Perspective

Matt Alexander on the insistence on the part of some to try to tear down the iPhone 5.

Weve made a gross over-estimation of our entitlement in the world.

I — and I’m sure Matt feels the same way — don’t think any company or product is above criticism. And Apple, the biggest company ev-ah, can certainly handle the heat. But what a collection of crap we’ve been treated to in the last week.

In a rare instance, Apple shipped a kinda lousy product with the new Maps app. Maybe that’s what makes it newsworthy? For example, do you think “Scuffgate” or “Scratchgate” or whatever we ended up calling it would have ever in a million years have happened to Samsung? I mean, there is no conceivable way that Samsung is shipping 100 percent of its phones without blemishes and with build quality that is completely immune to scratches.

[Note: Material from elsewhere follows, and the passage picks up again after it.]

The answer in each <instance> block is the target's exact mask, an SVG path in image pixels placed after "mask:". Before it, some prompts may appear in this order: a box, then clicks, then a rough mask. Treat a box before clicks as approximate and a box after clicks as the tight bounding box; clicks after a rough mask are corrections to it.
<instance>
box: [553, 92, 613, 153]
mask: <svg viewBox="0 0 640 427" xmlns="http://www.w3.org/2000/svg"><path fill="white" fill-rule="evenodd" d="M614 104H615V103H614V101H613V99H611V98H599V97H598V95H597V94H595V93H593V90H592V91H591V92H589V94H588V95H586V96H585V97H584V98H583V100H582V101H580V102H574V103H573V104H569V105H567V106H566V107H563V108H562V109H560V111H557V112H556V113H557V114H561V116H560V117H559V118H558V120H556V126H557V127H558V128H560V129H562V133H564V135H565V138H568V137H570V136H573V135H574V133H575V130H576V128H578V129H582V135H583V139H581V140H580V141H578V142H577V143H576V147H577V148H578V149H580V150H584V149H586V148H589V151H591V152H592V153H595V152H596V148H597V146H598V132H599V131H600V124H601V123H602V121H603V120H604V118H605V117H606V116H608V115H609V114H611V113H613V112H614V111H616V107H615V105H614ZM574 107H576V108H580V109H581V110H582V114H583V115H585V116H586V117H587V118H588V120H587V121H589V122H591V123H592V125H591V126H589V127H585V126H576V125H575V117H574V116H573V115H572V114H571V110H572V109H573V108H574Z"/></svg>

The perspective here is entirely skewed.

On the latest edition of The Talk Show, John Gruber says

I feel like every single one of these incidents — these “-gates” — is always about trade-offs. And the people wanting to blow it up refuse to acknowledge that it’s a tradeoff.

That’s galling. But the most galling thing is having the biggest collection of power tools this side of the Home Depot trying to lecture us on how “This would never have happened under Steve Jobs”. David Chartier points out what a load that is.

Michael Gartenberg, meanwhile, gets the meta point:

amazing how many people that never met Steve Jobs let alone counseled him know exactly what he would have done under every circumstance

Apple made a rare mistake and everyone lost their shit. We, as Apple fans, focus on how it’s rare and try to understand it. So many of these Apple critics, however, are just reveling in the mistake.